After the conclusion of the Japanese-US security treaty in 1960, which still remains in force and stipulates Washington’s right to place its military bases on Japanese soil, the Soviet Union annulled the commitments made in the 1956 declaration.
Since then talks have been stalling due to the unwillingness of the both sides to compromise — neither on the sovereignty of the disputed islands, nor on the timeline of a possible transfer of the two disputed islets, Habomai and Shikotan. Most lately, during the Eastern Economic Forum in September, Putin proposed to sign a peace treaty without preconditions by the end of 2018, but the Japanese side responded that it would maintain its position that the peace treaty with Russia could be concluded only after the settlement of the Kuril islands dispute.
Abe’s latest announcement about stepping up negotiations with Russia based on the 1956 declaration, under which the transfer of the two islands should take place after signing a peace treaty, might be perceived as his readiness to compromise, Associate Professor and Academic Program Coordinator for International Affairs at the Temple University Japan Campus James D.J. Brown told Sputnik.

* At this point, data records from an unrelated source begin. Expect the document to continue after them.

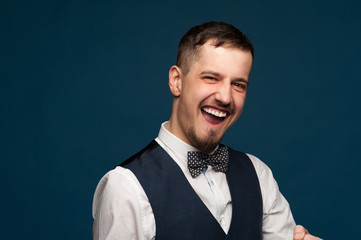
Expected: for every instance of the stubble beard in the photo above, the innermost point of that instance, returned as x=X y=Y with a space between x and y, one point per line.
x=206 y=145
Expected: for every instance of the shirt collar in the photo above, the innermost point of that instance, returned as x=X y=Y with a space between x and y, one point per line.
x=174 y=143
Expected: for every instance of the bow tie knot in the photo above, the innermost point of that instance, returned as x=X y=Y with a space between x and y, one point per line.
x=198 y=161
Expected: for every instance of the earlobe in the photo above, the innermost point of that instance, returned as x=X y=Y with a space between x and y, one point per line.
x=175 y=82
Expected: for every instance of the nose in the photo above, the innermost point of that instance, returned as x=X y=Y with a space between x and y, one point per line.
x=224 y=94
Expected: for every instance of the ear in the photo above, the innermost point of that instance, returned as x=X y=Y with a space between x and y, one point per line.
x=175 y=80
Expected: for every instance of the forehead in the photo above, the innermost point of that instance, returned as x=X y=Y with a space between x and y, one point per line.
x=224 y=59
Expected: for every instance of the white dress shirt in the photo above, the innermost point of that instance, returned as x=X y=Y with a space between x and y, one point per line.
x=121 y=209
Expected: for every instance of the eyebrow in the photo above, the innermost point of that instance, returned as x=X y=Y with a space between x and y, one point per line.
x=220 y=76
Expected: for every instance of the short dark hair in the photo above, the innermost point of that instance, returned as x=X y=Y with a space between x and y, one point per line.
x=219 y=33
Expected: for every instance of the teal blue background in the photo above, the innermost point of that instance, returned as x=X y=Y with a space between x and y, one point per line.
x=84 y=86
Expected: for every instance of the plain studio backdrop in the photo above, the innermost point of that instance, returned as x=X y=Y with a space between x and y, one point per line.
x=84 y=85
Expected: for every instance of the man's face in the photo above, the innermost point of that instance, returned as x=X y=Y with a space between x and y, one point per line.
x=212 y=96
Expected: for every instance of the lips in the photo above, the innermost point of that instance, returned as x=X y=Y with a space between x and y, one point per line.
x=214 y=116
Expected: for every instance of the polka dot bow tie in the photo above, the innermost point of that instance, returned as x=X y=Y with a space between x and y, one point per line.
x=198 y=161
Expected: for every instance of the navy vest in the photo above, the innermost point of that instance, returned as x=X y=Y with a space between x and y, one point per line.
x=179 y=212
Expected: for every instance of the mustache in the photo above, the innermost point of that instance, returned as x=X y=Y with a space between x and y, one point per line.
x=227 y=107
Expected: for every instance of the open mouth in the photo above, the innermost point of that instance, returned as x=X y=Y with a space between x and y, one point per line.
x=214 y=116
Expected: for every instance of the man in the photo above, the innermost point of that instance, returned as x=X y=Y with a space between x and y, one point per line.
x=185 y=184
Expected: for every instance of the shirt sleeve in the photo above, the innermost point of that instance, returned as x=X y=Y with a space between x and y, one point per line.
x=278 y=222
x=121 y=209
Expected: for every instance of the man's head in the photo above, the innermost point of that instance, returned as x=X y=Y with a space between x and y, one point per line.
x=218 y=33
x=209 y=83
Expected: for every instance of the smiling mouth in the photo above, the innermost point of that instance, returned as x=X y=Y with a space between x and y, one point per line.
x=214 y=116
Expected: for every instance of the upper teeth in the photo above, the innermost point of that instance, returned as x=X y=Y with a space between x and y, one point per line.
x=215 y=112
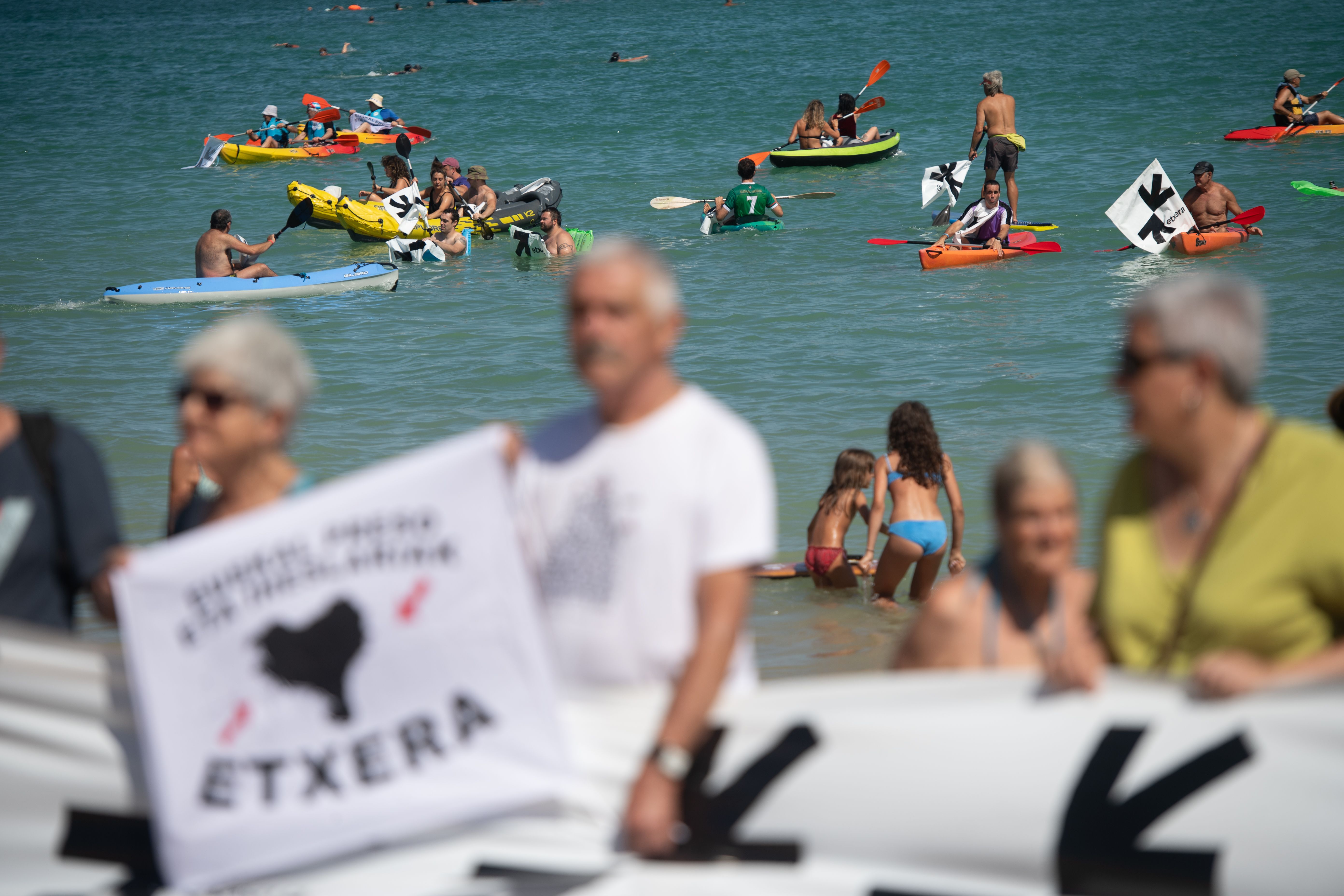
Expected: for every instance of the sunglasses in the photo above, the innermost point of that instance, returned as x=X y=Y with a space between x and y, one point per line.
x=1132 y=364
x=214 y=402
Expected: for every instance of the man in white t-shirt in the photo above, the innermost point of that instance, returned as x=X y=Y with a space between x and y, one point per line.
x=643 y=516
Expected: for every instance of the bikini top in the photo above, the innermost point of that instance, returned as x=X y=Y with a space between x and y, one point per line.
x=990 y=639
x=897 y=475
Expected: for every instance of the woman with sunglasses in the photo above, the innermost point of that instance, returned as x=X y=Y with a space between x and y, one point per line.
x=245 y=383
x=1222 y=555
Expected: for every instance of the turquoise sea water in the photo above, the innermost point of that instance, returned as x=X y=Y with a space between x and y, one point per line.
x=810 y=334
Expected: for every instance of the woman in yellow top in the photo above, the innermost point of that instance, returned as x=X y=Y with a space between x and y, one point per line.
x=1222 y=550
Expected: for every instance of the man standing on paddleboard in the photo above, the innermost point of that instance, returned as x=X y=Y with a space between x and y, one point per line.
x=996 y=116
x=642 y=516
x=1210 y=202
x=1288 y=104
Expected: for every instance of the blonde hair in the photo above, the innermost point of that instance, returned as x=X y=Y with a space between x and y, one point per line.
x=815 y=115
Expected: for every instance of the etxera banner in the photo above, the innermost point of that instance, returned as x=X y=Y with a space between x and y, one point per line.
x=339 y=670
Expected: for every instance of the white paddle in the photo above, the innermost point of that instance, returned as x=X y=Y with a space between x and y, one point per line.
x=681 y=202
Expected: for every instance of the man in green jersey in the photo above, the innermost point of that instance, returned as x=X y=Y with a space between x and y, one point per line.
x=747 y=202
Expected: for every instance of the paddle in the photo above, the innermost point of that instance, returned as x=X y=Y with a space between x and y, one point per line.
x=878 y=70
x=299 y=217
x=1248 y=217
x=1026 y=248
x=877 y=103
x=1284 y=133
x=682 y=202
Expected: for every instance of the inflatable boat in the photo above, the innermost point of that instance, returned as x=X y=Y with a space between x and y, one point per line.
x=230 y=289
x=845 y=156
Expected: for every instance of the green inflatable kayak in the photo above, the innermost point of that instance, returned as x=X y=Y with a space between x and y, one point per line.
x=1312 y=190
x=710 y=225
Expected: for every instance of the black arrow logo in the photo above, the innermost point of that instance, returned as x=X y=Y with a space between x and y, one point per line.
x=1156 y=229
x=712 y=819
x=1155 y=198
x=947 y=175
x=1099 y=854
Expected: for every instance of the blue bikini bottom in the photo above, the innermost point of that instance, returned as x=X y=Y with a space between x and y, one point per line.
x=929 y=535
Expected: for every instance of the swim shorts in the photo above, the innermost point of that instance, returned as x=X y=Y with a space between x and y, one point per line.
x=819 y=559
x=1001 y=154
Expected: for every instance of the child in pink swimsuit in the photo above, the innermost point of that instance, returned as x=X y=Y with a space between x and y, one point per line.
x=845 y=497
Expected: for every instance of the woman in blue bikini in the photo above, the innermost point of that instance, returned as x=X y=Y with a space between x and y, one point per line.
x=913 y=471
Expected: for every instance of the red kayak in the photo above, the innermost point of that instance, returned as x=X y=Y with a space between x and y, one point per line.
x=1276 y=132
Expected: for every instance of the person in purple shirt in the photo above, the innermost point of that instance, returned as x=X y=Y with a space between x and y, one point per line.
x=986 y=222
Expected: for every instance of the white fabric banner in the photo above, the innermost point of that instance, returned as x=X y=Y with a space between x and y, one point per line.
x=408 y=207
x=343 y=668
x=944 y=179
x=1151 y=211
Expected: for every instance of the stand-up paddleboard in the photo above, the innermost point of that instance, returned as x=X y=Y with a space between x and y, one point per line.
x=1276 y=132
x=1205 y=244
x=1312 y=190
x=230 y=289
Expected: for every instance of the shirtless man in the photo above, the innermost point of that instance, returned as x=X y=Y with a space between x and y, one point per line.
x=216 y=245
x=558 y=241
x=1288 y=104
x=996 y=115
x=480 y=198
x=1210 y=202
x=448 y=238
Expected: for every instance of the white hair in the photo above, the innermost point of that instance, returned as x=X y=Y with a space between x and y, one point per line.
x=253 y=351
x=660 y=294
x=1027 y=463
x=1210 y=315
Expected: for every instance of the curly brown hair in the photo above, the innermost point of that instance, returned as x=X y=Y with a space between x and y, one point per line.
x=396 y=168
x=912 y=436
x=854 y=467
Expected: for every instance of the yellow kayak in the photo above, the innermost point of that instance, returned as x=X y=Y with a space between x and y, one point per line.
x=240 y=155
x=324 y=203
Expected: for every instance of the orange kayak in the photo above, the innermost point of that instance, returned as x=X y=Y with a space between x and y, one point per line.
x=1202 y=244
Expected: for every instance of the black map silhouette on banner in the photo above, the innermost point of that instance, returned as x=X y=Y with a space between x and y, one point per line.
x=318 y=656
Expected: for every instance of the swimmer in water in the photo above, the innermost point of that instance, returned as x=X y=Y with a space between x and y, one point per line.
x=843 y=499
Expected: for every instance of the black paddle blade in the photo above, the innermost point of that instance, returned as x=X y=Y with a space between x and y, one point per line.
x=303 y=211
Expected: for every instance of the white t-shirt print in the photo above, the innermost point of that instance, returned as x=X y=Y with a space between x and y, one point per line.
x=620 y=522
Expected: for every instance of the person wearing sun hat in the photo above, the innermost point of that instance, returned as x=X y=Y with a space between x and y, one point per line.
x=273 y=131
x=316 y=133
x=367 y=124
x=1288 y=104
x=480 y=198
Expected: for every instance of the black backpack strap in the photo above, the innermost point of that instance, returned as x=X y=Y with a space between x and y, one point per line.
x=40 y=436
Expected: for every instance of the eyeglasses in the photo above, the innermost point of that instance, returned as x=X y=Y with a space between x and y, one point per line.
x=1132 y=364
x=214 y=402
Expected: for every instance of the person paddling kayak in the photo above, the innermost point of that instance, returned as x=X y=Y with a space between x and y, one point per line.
x=273 y=131
x=747 y=202
x=996 y=116
x=849 y=124
x=214 y=250
x=1211 y=203
x=986 y=222
x=814 y=126
x=1288 y=104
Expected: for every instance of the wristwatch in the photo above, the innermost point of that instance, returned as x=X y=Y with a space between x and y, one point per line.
x=672 y=761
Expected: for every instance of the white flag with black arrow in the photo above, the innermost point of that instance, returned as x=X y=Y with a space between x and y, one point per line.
x=1151 y=211
x=406 y=207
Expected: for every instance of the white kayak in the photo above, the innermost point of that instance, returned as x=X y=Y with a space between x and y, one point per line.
x=230 y=289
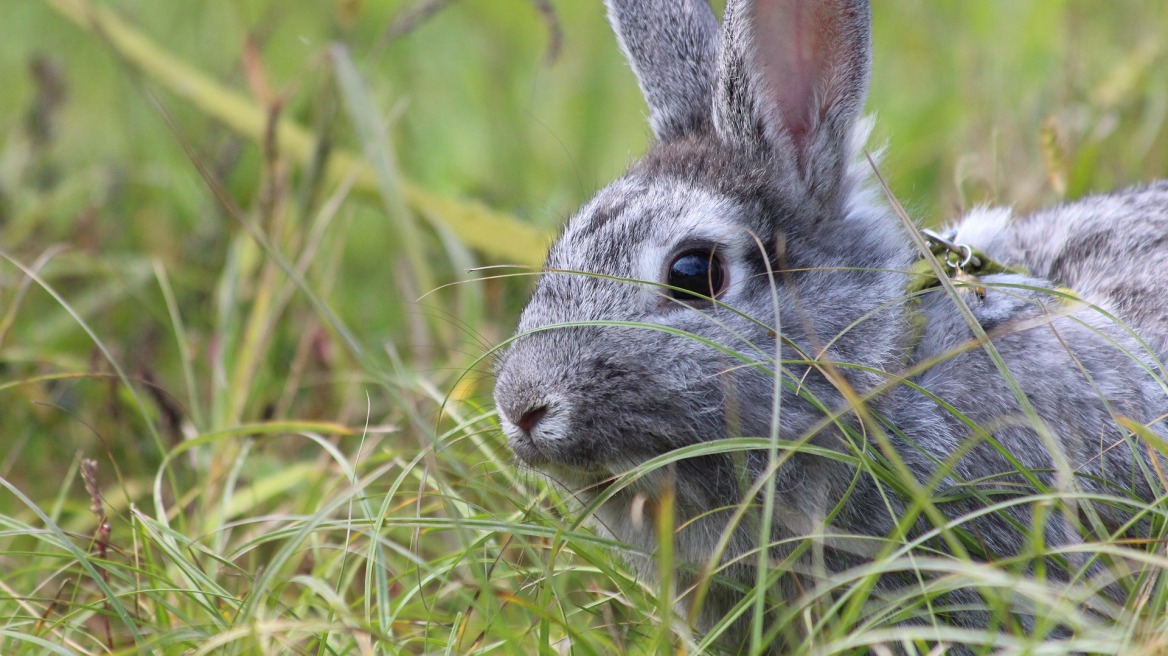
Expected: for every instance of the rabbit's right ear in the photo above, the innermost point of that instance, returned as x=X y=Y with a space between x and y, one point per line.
x=673 y=47
x=793 y=78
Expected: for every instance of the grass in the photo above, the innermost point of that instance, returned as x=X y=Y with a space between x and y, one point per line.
x=229 y=423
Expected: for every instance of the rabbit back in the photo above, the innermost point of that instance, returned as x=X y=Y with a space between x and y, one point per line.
x=1110 y=249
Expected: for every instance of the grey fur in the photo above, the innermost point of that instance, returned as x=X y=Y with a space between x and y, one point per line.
x=672 y=46
x=780 y=165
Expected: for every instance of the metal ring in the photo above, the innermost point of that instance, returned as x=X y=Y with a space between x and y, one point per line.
x=965 y=255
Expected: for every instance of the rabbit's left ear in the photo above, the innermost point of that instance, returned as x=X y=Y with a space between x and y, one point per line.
x=793 y=76
x=673 y=47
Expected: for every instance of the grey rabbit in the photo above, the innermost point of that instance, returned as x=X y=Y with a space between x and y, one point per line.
x=758 y=195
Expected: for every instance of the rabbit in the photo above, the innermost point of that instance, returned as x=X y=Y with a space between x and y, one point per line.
x=748 y=278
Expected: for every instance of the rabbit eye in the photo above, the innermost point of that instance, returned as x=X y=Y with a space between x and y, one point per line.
x=696 y=276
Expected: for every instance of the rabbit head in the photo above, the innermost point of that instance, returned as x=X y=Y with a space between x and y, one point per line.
x=654 y=326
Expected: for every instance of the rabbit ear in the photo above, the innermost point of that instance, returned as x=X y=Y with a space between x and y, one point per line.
x=793 y=77
x=673 y=47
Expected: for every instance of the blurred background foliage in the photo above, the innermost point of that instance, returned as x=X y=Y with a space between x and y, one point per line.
x=523 y=106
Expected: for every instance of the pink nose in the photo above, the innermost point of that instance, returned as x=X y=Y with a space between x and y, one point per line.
x=530 y=418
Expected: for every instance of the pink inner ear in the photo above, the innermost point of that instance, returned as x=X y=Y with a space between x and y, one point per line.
x=800 y=46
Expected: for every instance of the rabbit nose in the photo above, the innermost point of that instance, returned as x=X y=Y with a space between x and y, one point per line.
x=532 y=417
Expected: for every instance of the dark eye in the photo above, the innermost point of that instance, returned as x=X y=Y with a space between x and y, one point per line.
x=696 y=274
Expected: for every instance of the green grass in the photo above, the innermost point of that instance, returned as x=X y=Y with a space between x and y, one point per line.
x=275 y=354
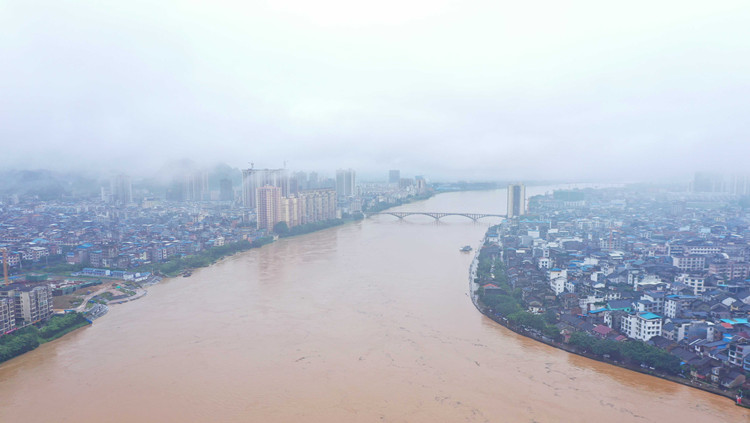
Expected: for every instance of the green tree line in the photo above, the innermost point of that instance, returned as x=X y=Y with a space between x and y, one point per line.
x=28 y=338
x=207 y=256
x=284 y=230
x=635 y=352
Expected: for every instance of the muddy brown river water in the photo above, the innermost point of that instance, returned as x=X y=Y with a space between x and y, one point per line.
x=367 y=322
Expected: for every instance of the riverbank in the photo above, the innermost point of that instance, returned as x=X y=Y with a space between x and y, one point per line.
x=29 y=338
x=539 y=337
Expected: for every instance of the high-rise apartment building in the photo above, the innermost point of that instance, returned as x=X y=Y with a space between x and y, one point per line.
x=121 y=191
x=394 y=176
x=252 y=179
x=226 y=192
x=269 y=206
x=345 y=183
x=31 y=303
x=516 y=200
x=7 y=316
x=195 y=187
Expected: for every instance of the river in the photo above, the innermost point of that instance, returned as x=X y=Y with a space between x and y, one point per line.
x=367 y=322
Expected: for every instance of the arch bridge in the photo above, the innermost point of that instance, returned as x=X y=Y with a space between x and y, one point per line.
x=438 y=215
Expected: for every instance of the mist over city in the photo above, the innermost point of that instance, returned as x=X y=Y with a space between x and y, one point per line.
x=580 y=91
x=388 y=211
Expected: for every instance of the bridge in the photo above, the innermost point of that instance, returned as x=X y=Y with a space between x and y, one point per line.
x=437 y=215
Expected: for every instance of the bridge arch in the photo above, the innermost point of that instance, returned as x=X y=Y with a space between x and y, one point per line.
x=438 y=215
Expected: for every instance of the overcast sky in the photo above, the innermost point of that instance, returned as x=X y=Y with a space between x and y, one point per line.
x=450 y=89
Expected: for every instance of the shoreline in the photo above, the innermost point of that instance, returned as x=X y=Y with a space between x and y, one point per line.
x=522 y=331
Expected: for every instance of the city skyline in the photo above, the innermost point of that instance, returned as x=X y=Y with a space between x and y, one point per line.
x=485 y=91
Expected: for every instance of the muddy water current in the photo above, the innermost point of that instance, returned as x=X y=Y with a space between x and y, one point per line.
x=367 y=322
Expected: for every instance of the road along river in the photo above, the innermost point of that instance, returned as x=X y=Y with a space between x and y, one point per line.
x=368 y=322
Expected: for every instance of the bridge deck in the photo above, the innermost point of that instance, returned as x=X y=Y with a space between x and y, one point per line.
x=438 y=215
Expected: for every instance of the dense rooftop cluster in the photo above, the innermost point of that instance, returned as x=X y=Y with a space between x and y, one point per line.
x=669 y=269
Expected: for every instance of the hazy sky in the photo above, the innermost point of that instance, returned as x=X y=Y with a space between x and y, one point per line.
x=451 y=89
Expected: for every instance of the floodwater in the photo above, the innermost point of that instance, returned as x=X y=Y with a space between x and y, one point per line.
x=368 y=322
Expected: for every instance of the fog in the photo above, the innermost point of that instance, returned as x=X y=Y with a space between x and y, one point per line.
x=450 y=89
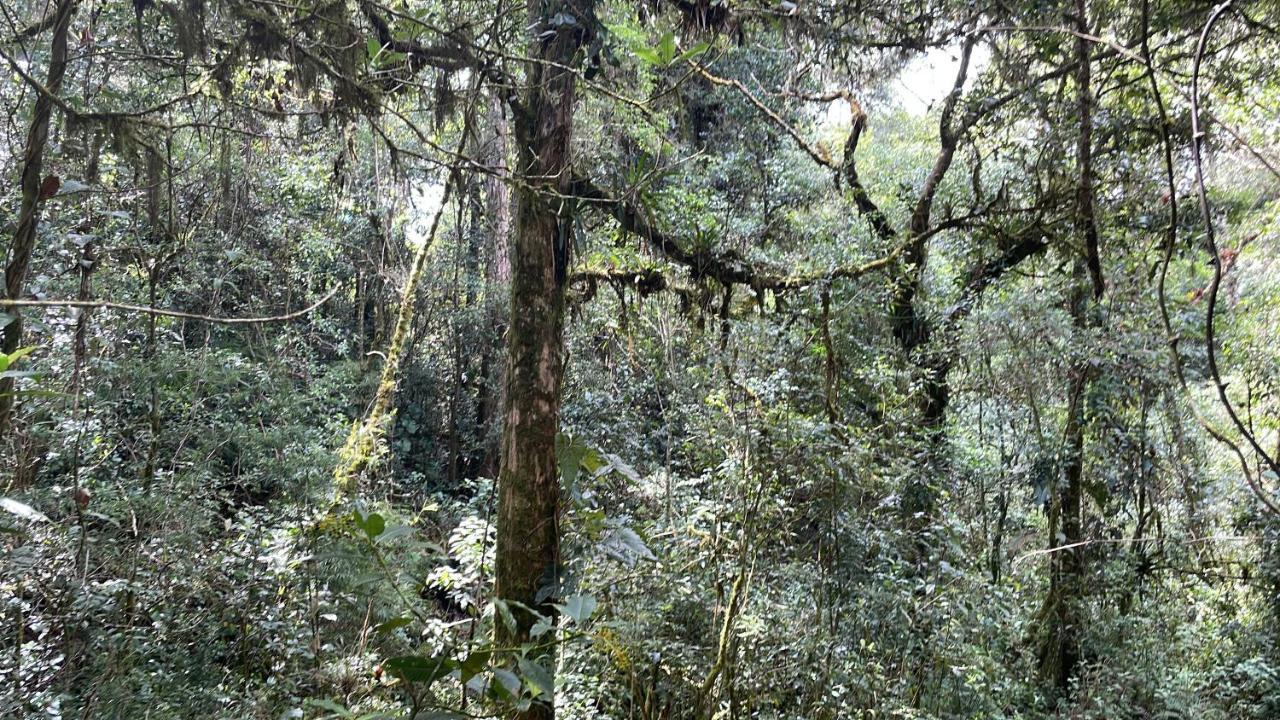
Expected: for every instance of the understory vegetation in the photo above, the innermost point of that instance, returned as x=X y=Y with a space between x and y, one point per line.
x=662 y=360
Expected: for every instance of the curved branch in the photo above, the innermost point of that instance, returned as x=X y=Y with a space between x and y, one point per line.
x=1216 y=261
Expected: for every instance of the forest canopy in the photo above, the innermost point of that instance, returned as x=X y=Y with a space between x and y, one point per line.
x=663 y=360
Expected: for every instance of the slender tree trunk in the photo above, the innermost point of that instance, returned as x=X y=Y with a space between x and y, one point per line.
x=497 y=200
x=1060 y=655
x=529 y=493
x=28 y=214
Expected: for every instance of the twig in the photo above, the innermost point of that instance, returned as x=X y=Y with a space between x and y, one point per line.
x=105 y=305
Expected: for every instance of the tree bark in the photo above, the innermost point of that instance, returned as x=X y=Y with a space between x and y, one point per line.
x=1060 y=654
x=28 y=214
x=529 y=487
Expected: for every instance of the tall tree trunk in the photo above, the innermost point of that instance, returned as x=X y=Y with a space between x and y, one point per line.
x=529 y=483
x=1060 y=655
x=497 y=201
x=28 y=214
x=1060 y=652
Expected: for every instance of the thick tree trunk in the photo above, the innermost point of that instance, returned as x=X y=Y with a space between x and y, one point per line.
x=28 y=214
x=529 y=487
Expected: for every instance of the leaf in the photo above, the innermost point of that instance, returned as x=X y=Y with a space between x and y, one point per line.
x=23 y=510
x=648 y=55
x=394 y=533
x=504 y=613
x=7 y=360
x=620 y=466
x=392 y=624
x=72 y=186
x=536 y=678
x=417 y=669
x=507 y=682
x=667 y=48
x=579 y=607
x=17 y=374
x=693 y=51
x=474 y=664
x=568 y=455
x=540 y=628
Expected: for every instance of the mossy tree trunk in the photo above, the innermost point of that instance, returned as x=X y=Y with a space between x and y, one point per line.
x=32 y=197
x=529 y=488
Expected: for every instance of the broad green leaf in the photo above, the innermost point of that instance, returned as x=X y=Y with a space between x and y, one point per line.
x=667 y=48
x=507 y=682
x=475 y=664
x=693 y=51
x=577 y=607
x=536 y=678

'Abe's agreement in Singapore to accelerate peace treaty talks on the basis of the 1956 Joint Declaration does indicate a new willing to compromise. This is because the 1956 Joint Declaration makes no mention of the larger two islands of Iturup and Kunashir (Etorofu and Kunashiri in Japanese). It is also notable that Abe has stopped making public demands for the return of four islands. He therefore seems to have given up all hope of all four islands ever being returned to Japanese sovereignty,' Brown said.
According to the expert, Abe might be now pursuing the so-called 'two plus alpha' option.
'This means that Abe is seeking the transfer of Shikotan and Habomai to Japanese sovereignty after the signature of a peace treaty. In addition, while Iturup and Kunashir would remain under Russian sovereignty, Japan is seeking agreement on a special system of visa-free access and joint economic projects on these two islands (this is the 'alpha'),' Brown said.
Valery Kistanov, the head of the Center for Japanese Studies at the Institute of Far Eastern Studies of the Russian Academy of Sciences, argued in his comments to Sputnik that Tokyo’s overall position on the issue had not changed.
'"I believe that the Japanese position has not changed fundamentally … Having confirmed the validity of the 1956 declaration in Singapore, Shinzo Abe has taken a more flexible position saying that Japan agreed to receive these two islands, sign a peace treaty and then continue negotiations on the territorial sovereignty of the remaining two islands — Kunashir and Iturup. In other words, they have not abandoned their ultimate goals and hopes to receive all four islands, including the two biggest ones', Kistanov explained.
According to the expert, Russia would not make any further concessions as well.
'We will not agree with this, as we believe that the issue should be settled on the basis of this declaration, we want to make it a closure signing a peace treaty and transferring the two islands', he said.